Тело крутит ломкой в судорогах плача на полу.
Сердце молчит - его нет, а тьма вместо него усмехается мне, её булькающий смех разливается по всему телу волной дрожи.
Интересно, когда я выплачу все свои слезы, я смогу остановиться?..

.. Мы познакомились в фиг знает сколько лет. Я сидела на школьных ступеньках и тряслась от слез, прямо как сейчас. Почему плакала - я не помню, помню, что он сунул мне под нос платок. Это потом уже я узнала, что он ненавидит, когда я плачу.
Мы гуляли вместе иногда - слаще всего гулять было октябрем, когда промозглый холод нанизывал ветром на свою иглу, ставил в зависимость от. Ранняя тьма укрывала нас в подъездах, грела ледяным утром, вела нас за руку над пропастью тех отношений, где каждый ходил по грани, боясь её пересечь первым. Мы пили в одних компаниях и разок даже курили траву (я не знаю, где он её достал). И вся эта снежная грязь никак не вязалась с чистеньким белым носовым платком, который он мне дал...
А я знала о нем лишь то, что глаза у него цвета серого камня. Разок мы возвращались пьяные с дня рождения общего друга, смеялись горячо и неадекватно, но так сладко щемило внутри...
У него была девушка, а мы переспали. Это было настолько квадратным, что не укладывалось в голове - не вписывалось в форматы всех возможных общений меня и его.
Здесь надо было нажать стоп и перемотать пленку. Или написать про "долго и счастливо". Но у нас нынче не любят хэппи энды - они никого ничему не учат, поэтому я буду писать, как есть. Да и пленку перемотать нельзя - за содеянное надо отвечать.
..утром я позорно сбежала, роняя тапки, не дождавшись его пробуждения. Мне было ужасно стыдно - я не хотела разбивать чужие отношения. Все, чего я хотела - забыть об этом, как о страшном сне. Даже пускай я и так помнила лишь сам факт - алкоголь напрочь лишил подробностей.
Днем он позвонил, и я говорила с ним, как в ознобе, болванчиком кивая на все его вопросы и предложения, забыв, что он меня не видит.
- Ты же понимаешь, я люблю свою девушку, мы не можем быть вместе...
Кивок.
- Я люблю тебя, но скорее как сестренку - ты понимаешь...
Кивок.
- Ты же все понимаешь...
Кивок.
Я, помню, тогда еще подумала, вешая трубку на рычаг: надо же, какой ответственный, хороший мальчик. Очень ответственный и хороший.
Ответственный и хороший мальчик.
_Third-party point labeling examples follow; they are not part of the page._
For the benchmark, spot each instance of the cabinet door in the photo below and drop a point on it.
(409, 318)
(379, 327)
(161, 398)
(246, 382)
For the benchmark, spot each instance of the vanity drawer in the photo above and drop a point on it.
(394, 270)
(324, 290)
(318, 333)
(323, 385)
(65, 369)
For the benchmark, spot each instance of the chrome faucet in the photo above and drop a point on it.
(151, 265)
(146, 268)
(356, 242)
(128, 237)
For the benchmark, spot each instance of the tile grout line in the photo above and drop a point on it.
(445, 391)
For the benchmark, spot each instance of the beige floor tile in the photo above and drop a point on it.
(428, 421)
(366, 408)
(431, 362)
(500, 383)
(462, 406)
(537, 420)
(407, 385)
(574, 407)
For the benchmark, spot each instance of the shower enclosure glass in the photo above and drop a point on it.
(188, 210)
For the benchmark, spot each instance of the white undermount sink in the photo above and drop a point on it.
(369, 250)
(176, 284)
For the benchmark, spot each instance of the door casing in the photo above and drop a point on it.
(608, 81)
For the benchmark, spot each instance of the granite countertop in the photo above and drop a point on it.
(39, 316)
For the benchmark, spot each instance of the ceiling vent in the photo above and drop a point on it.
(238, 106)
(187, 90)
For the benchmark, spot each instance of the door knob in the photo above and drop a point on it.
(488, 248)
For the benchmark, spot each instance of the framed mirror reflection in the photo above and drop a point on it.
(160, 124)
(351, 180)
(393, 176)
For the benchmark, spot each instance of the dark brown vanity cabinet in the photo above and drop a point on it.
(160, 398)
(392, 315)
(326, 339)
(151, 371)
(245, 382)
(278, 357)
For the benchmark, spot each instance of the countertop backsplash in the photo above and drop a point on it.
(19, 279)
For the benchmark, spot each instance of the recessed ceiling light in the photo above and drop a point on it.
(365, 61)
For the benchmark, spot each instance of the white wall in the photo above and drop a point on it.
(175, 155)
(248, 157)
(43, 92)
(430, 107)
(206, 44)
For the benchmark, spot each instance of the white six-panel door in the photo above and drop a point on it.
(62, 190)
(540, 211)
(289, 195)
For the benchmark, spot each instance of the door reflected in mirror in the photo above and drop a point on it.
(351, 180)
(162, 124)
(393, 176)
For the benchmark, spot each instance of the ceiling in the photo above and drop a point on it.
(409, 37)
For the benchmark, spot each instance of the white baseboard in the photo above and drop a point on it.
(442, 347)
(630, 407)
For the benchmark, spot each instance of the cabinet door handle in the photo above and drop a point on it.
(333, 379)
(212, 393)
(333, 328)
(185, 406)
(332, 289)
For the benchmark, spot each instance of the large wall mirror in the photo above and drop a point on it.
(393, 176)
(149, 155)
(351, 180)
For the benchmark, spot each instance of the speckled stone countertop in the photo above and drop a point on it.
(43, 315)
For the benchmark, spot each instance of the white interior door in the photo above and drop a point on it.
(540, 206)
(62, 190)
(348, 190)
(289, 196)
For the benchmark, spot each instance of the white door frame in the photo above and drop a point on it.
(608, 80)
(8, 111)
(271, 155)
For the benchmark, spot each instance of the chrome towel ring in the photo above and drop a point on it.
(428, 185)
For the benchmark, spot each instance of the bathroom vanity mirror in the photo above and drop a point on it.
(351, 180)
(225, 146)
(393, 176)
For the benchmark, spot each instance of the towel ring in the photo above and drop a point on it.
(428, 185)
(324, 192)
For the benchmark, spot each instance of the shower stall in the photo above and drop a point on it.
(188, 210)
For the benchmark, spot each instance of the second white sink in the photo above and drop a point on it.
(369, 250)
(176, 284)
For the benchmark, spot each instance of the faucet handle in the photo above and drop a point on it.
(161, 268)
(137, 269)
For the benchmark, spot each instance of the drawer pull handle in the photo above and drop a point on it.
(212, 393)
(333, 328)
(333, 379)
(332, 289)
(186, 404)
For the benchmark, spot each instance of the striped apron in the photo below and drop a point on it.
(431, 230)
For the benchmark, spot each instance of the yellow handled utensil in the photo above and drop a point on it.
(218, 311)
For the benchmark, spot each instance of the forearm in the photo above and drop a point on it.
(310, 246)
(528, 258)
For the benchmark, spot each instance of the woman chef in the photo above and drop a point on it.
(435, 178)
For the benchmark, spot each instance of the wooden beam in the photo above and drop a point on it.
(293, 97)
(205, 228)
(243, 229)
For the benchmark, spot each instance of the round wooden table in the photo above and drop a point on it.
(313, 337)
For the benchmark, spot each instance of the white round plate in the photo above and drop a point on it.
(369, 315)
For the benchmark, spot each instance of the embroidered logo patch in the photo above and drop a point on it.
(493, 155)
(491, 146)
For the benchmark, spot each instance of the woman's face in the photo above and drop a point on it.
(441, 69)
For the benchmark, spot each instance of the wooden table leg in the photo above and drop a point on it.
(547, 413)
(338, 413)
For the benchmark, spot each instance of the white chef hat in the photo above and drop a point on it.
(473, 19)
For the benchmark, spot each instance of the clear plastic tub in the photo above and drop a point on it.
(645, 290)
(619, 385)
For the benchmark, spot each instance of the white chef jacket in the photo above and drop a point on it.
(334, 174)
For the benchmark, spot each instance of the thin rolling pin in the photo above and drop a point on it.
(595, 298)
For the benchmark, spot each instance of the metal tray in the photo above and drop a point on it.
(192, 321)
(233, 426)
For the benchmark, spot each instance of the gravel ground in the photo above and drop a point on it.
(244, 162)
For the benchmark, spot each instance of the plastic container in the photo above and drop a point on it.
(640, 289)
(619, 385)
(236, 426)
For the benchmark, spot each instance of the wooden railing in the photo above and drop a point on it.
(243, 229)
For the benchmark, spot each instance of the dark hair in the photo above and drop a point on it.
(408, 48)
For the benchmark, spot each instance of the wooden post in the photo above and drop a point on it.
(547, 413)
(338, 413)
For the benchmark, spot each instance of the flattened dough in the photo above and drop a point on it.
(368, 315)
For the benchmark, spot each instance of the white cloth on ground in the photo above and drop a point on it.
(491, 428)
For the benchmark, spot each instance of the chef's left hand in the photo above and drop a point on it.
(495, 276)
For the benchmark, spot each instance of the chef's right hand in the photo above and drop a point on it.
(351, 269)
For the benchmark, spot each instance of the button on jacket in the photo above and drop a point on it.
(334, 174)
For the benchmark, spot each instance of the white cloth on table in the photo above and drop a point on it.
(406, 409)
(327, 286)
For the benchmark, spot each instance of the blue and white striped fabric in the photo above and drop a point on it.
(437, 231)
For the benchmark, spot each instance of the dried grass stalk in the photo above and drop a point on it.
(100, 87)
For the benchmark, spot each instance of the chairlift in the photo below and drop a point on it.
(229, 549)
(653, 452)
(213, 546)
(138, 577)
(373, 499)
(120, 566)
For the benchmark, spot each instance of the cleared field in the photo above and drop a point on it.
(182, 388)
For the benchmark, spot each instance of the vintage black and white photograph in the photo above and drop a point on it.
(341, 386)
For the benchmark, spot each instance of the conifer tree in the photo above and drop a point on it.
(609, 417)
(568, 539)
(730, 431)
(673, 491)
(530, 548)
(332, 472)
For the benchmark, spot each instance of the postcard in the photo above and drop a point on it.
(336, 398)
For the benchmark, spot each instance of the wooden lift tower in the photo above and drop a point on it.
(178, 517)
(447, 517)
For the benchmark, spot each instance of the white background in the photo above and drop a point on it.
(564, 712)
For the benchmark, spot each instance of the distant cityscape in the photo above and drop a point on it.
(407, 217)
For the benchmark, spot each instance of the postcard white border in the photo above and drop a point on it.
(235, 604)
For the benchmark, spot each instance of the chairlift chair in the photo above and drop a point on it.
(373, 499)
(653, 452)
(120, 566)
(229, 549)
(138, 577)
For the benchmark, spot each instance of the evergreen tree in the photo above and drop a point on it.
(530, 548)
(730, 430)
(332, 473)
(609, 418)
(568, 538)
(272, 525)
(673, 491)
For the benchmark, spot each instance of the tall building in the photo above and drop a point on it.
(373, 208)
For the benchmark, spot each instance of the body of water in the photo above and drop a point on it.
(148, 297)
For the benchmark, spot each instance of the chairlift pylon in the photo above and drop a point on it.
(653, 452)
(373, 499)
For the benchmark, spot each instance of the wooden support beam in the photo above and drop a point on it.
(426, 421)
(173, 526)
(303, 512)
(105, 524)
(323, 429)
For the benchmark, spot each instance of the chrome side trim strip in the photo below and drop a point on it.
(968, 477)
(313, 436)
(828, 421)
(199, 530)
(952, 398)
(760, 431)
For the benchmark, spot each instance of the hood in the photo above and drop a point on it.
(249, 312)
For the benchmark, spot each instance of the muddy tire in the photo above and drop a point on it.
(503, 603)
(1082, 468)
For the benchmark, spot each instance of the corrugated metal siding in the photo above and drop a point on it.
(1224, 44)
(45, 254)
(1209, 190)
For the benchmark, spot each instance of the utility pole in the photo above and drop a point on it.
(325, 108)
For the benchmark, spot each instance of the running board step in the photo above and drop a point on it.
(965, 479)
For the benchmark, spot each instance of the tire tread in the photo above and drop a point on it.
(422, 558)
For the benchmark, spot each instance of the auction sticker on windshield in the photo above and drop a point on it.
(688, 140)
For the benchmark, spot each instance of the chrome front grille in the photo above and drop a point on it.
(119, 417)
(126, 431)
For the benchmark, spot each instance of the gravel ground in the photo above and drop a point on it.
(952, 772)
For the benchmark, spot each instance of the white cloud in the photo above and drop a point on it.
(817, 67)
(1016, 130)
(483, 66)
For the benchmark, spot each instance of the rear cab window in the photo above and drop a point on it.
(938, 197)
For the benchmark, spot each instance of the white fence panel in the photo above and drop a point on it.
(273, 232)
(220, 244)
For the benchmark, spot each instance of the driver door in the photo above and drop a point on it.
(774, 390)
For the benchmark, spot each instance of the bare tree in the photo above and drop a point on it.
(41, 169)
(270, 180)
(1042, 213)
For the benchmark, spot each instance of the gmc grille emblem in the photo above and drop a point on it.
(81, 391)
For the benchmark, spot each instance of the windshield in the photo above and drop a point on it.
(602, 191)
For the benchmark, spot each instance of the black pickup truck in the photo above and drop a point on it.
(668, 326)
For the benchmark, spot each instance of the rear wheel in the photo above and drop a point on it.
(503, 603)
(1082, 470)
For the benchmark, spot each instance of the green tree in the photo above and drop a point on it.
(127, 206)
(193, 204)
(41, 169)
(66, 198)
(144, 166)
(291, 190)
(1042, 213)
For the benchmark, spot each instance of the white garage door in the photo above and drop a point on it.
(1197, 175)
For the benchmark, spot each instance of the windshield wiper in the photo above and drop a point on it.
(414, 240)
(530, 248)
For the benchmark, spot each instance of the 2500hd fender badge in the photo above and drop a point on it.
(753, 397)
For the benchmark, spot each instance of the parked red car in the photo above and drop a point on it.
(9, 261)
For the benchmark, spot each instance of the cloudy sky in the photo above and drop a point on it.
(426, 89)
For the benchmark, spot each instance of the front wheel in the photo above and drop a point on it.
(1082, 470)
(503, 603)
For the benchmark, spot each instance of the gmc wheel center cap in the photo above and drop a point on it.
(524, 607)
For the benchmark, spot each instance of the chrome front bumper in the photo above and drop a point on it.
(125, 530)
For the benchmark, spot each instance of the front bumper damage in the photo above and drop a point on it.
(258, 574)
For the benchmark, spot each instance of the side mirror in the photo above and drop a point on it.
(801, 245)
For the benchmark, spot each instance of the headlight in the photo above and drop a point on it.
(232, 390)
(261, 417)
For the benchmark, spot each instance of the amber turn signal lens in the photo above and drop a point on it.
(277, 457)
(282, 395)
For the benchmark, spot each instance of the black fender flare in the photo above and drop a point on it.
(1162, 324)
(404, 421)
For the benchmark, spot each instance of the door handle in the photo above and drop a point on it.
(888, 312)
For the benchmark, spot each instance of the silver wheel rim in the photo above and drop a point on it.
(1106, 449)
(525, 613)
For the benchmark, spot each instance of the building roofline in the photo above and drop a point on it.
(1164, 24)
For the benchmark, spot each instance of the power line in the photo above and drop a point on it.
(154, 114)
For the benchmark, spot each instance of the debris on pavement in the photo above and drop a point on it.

Так бережет свои отношения.
Ответсвенный.
Хороший.
Мальчик.
Тогда я еще не умела сползать по стенке и выть в голос, тогда еще знала - как жить без, и через пару дней легко научилась заново искренне улыбаться, негласное решение что между нами ничего не было вернуло мне утерянную на одну ночь девственность, и все снова стало хорошо.
Мы вновь лишь гуляли вместе, октябрь сменил подлый март, подъезды - московские улочки, общежитие и станции метро.
Говорить могли о чем угодно - восторг совместного общения было незаменить ничем: это было круче, чем секс, а на тот момент мне было двадцать, и я уже во всех подробностях знала, как это. Восхитительный пир слов, их игр и это хождение по тонкой грани между просто дружбой и чем-то больше, негласной цепью разделяло и соединяло нас, заковывало в кандалы и делало оглушительно свободными - насколько мы могли быть свободными в современном мире зависимостей от всего и вся.
А потом он уехал. Просто взял и уехал, не сказав никому: бросив меня, свою девушку, своих друзей и родителей, рванул в другой город. Позже я узнала, что у него умер отец и оставил ему крупную сумму - на нее он собирался открыть какое-то свое дело. На это мне было плевать. Глухая тоска от потери друга становилась все глуше и непроглядней - нет такого леса уже на земле, чтобы сравнить. А жаль, мне иногда хотелось так потеряться в джунглях зелени, но вместо зелени у нас теперь стекло и бетон, а вместо сердца - комок нервов, каменеющих со временем. Маленькая смерть внутри большой жизни. Маленькая жизнь внутри большой смерти.
Через три месяца он позвонил, и мне хотелось танцевать одинокое танго по моей крохотной комнате: он сказал "приезжай".
Я дорисовывала себе картины в мечтах, а снаружи оставалась все такой же: ходила на свидания,учебу, внутри расцветали несуществующие сцены несуществующих любвей, но даже тогда я не признавала себе, что со мной происходит.
Я приехала к нему в город через неделю после того, как он позвонил - не посмотрев взяла самые дешевые полки, потому что нормальных мест уже не осталось.
Он встретил меня, и впервые показалось, что глаза у него не из серого камня.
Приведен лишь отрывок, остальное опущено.